Another example is Sophia Amoruso who is founder and CEO of the fashion and e-commerce company, Nasty Gal who decided it was time to step down from her position and turn over the management of the company to the President, Sheree Waterson after the company had “three rounds of layoffs in 2014” (Fell, 2015).
GLOBAL AND LOCAL ISSUES
The roles and responsibilities that managers take on will recognizably have an effect on both the local and global operations of the business.
Each move a manager makes in the local perspective for multinational corporations will either affect only the local issues of the company or in the long run create a global impact for other aspects of the company and its other business affiliations or branches in different locations.
Sometimes, what one manager fails to observe in the local setting does not affect other operations globally.
For example, sales of international products such as PepsiCo. or for Oreo cookies are varied from one place to another and managers from local areas focus on their location’s individual sales, and only become concerned with relevant changes in the global context in terms of production and material sourcing.
It should be noted, however, that it does not necessarily goes to show that global dynamics do not significantly affect the role and functions of the manager.
To tie the manager’s social consequence with an awareness of the global dynamics, it points towards how managers deal with the elements essential to running a business.
It is undeniable that while employees are still composed of baby boomers, millennials are slowly becoming both locally and globally significant and the number of millennial employees continues to rise.

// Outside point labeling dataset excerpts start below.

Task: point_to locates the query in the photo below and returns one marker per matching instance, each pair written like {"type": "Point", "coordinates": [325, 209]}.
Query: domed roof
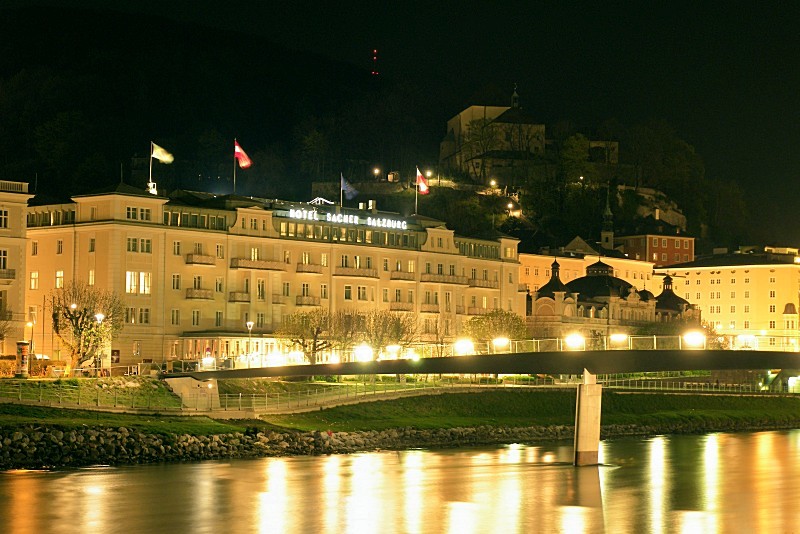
{"type": "Point", "coordinates": [600, 282]}
{"type": "Point", "coordinates": [553, 285]}
{"type": "Point", "coordinates": [668, 300]}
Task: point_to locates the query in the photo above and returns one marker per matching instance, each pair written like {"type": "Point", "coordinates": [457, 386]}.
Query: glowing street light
{"type": "Point", "coordinates": [575, 341]}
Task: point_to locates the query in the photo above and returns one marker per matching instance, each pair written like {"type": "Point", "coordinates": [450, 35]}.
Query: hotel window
{"type": "Point", "coordinates": [131, 282]}
{"type": "Point", "coordinates": [261, 289]}
{"type": "Point", "coordinates": [145, 280]}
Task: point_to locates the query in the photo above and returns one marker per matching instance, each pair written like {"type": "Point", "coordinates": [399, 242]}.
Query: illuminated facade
{"type": "Point", "coordinates": [13, 204]}
{"type": "Point", "coordinates": [194, 269]}
{"type": "Point", "coordinates": [750, 298]}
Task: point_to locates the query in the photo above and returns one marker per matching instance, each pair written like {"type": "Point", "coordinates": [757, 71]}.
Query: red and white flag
{"type": "Point", "coordinates": [422, 185]}
{"type": "Point", "coordinates": [239, 154]}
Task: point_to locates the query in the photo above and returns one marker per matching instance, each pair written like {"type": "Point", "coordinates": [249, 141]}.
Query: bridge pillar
{"type": "Point", "coordinates": [587, 421]}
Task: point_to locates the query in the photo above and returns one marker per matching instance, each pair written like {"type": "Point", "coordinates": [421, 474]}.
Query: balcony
{"type": "Point", "coordinates": [355, 271]}
{"type": "Point", "coordinates": [309, 268]}
{"type": "Point", "coordinates": [194, 293]}
{"type": "Point", "coordinates": [200, 259]}
{"type": "Point", "coordinates": [443, 278]}
{"type": "Point", "coordinates": [305, 300]}
{"type": "Point", "coordinates": [239, 296]}
{"type": "Point", "coordinates": [476, 282]}
{"type": "Point", "coordinates": [402, 275]}
{"type": "Point", "coordinates": [264, 265]}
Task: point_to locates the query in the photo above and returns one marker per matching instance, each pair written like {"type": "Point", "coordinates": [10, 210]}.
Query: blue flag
{"type": "Point", "coordinates": [349, 191]}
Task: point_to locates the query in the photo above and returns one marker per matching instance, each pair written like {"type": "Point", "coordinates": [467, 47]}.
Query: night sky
{"type": "Point", "coordinates": [725, 75]}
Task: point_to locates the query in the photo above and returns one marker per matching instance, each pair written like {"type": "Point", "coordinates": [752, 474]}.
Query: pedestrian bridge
{"type": "Point", "coordinates": [587, 363]}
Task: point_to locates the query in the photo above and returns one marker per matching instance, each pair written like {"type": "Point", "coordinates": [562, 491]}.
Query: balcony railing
{"type": "Point", "coordinates": [443, 278]}
{"type": "Point", "coordinates": [266, 265]}
{"type": "Point", "coordinates": [200, 259]}
{"type": "Point", "coordinates": [194, 293]}
{"type": "Point", "coordinates": [309, 268]}
{"type": "Point", "coordinates": [355, 271]}
{"type": "Point", "coordinates": [477, 282]}
{"type": "Point", "coordinates": [302, 300]}
{"type": "Point", "coordinates": [239, 296]}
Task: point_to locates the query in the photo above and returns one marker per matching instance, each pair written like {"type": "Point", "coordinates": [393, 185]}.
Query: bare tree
{"type": "Point", "coordinates": [309, 331]}
{"type": "Point", "coordinates": [85, 319]}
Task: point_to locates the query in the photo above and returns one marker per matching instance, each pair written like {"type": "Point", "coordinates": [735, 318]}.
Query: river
{"type": "Point", "coordinates": [713, 483]}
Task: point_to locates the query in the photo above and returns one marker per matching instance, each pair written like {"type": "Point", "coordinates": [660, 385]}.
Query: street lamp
{"type": "Point", "coordinates": [97, 361]}
{"type": "Point", "coordinates": [249, 334]}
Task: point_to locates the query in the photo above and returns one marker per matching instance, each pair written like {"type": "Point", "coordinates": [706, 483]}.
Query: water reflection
{"type": "Point", "coordinates": [686, 484]}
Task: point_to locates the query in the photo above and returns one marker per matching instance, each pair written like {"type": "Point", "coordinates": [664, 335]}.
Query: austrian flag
{"type": "Point", "coordinates": [239, 154]}
{"type": "Point", "coordinates": [422, 185]}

Observably, “Managers become accustomed to using certain practices to engage boomers are going to have to change their ways – and practices – if they hope to engage and retain the newest heavily scrutinized employee cohort, the millennials” (Gilbert, 2015).
What this means is that in the global perspective, managers must be able to engage themselves with two generations of employees.
The problem lies where managers do not bridge the gap between the two generations working for the company.
Managers must weigh in what both the boomers and the millennials have to offer.
Secondly, the awareness that this time and age are quickly pushing towards innovation and technology which millennial employees are more accustomed to echo how relevant they will become in the future.
While local issues such as revenues are not neglected, it seems to take a longer time to see the effects of revenue loss given that there must be an observable and significant evidence to show that revenue generation is a problem.
In this sense, revenue trends are often not given much attention to an obvious impact on profits is observed.
Another local issue is that as many multinational companies aim to be recognized internationally, it fails to see how local revenues can be earned.
For example, HTC Company is one that is established in China. But management placed its focus on other countries such as the US where it gained the attention of mobile companies such as “AT&T, T-Mobile, Verizon Wireless, Sprint Nextel, O2, Vodafone and Orange” (History of HTC, 2008) in 2002.
Thus, what the manager missed here is that while it gained a global market scale, it did not achieve a significant market for its own country.
Broadly speaking, managers positioned at different levels have varying responsibilities.
Yet, these responsibilities impact the performance of both the employee, revenue and the success of the business.
A manager must be able to put a balance in his actions for both the local and global perspective while at the same time deal with organizational and human resource management as well.